Perciò per decreto legge istituisco il Mostro Unico.
Sarà proibito leggere favole che contengano più di un mostro o di un
cattivo, con relativo aggravio per la spesa pubblica, e soprattutto si
dovrà, in ogni fiaba, sottolineare la natura perversa, facinorosa e
vetero-comunista di questo mostro.
Secondo il DMU (decreto mostro unico) sono proibiti ad esempio Biancaneve
e i sette nani, perché Grimilde e la strega sono un costoso e inutile
sdoppiamento di personalità nocivo all'immaginario dei giovani alunni,
per non parlare dell'ambigua convivenza tra Biancaneve e i sette piccoli
operai, di cui uno, Brontolo, sicuramente della Cgil.
Cappuccetto Rosso è ammesso, ma si sottolinei come il cacciatore è
evidentemente della Lega e il lupo di origine transilvana e rumena.
Proibito Ali Babà e i quaranta ladroni, ne basta uno.

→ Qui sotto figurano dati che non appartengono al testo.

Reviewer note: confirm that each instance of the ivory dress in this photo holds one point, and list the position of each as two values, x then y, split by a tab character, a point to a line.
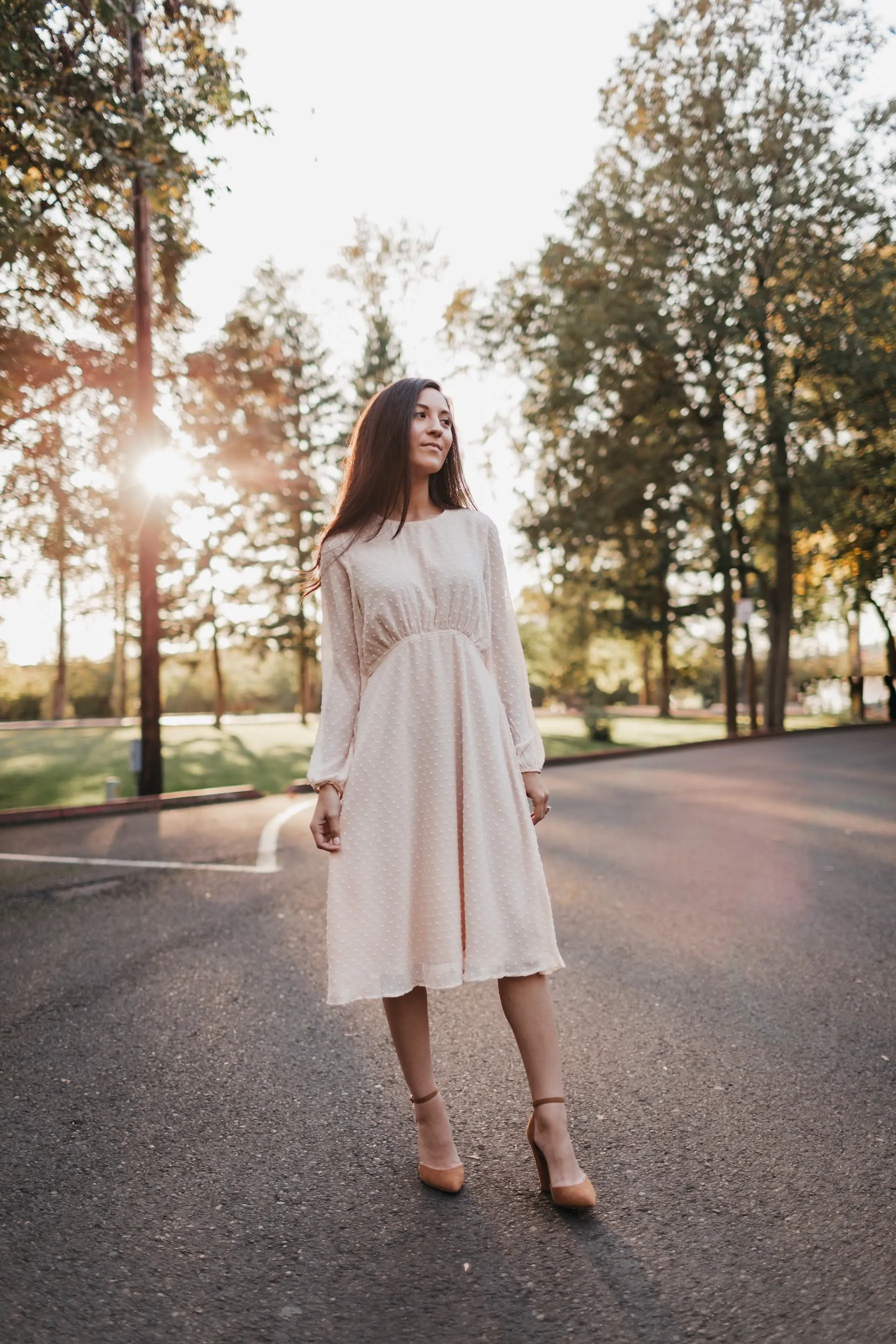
426	726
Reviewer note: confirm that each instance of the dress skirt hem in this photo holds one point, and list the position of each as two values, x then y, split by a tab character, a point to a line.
440	978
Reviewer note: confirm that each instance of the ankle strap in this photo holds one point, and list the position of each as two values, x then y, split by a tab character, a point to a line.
418	1101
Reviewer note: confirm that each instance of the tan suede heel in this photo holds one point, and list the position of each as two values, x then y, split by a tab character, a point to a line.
566	1196
448	1179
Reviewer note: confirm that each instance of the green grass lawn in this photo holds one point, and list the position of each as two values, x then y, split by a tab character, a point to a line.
40	766
70	765
568	736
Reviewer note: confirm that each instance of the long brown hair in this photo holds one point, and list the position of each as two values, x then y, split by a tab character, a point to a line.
378	468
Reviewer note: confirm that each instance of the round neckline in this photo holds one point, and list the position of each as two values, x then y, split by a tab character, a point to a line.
434	519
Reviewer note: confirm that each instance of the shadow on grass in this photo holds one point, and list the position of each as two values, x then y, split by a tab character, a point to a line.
68	766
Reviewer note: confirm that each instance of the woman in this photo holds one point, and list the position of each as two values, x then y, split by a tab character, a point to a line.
425	754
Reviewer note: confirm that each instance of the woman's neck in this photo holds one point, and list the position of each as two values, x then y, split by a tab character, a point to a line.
420	506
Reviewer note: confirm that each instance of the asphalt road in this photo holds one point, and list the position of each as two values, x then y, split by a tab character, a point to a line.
196	1148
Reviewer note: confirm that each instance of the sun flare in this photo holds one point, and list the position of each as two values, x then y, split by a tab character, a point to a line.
166	471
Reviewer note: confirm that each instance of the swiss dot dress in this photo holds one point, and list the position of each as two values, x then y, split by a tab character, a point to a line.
426	726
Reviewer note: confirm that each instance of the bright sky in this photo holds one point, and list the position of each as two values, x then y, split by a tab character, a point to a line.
476	122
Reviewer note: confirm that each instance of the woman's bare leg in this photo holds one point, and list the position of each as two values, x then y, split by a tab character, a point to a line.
409	1020
528	1008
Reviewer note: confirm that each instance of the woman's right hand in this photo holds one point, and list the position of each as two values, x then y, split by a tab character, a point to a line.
326	820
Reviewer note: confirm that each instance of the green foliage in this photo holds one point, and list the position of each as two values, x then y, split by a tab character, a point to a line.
73	135
714	320
374	264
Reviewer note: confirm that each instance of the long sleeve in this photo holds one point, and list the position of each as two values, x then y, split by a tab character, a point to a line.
507	663
342	676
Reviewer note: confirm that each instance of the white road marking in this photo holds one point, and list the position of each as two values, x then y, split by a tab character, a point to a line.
265	862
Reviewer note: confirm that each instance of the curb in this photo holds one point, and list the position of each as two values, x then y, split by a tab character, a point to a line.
151	803
616	753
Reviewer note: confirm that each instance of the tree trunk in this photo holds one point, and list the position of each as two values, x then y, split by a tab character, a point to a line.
151	768
220	675
723	549
666	679
782	597
646	686
750	682
891	642
856	676
61	686
304	700
118	696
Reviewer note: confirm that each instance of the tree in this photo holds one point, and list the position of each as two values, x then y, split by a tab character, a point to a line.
736	184
262	404
375	262
52	508
104	106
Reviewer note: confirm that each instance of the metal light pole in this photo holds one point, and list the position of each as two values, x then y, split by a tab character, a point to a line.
151	778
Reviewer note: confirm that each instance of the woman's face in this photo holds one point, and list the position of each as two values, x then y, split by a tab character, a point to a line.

Abolito Peter Pan,
troppi pirati che gravano sulle casse dello stato. Abolito Pinocchio,
anche accorpando il gatto e la volpe in un unico animale, restano il
vilipendio ai carabinieri e il chiaro riferimento a Mediaset del paese
dei balocchi.
Ammesso Pollicino ma dovrà chiamarsi Allucione ed essere alto uno e
settanta, per non costituire un palese sberleffo al nostro amato
presidente del consiglio.
Proibito Hansel e Gretel, perché i mostri sono due, la madre e la strega,
e inoltre si parla troppo di crisi economica.
Proibito il brutto anatroccolo. Se uno è brutto, lo è per motivi genetici
e tale resterà. Inoltre Andersen era gay.
Parimenti proibito il gatto con gli stivali per la connotazione sadomaso.
Proibita, anzi proibitissima Cenerentola. Le cattive sono tre e
assomigliano tutte a me.
Cioè alla vostra ministra superficiale, impreparata e ciarliera. Ma la
vostra Ministra Unica.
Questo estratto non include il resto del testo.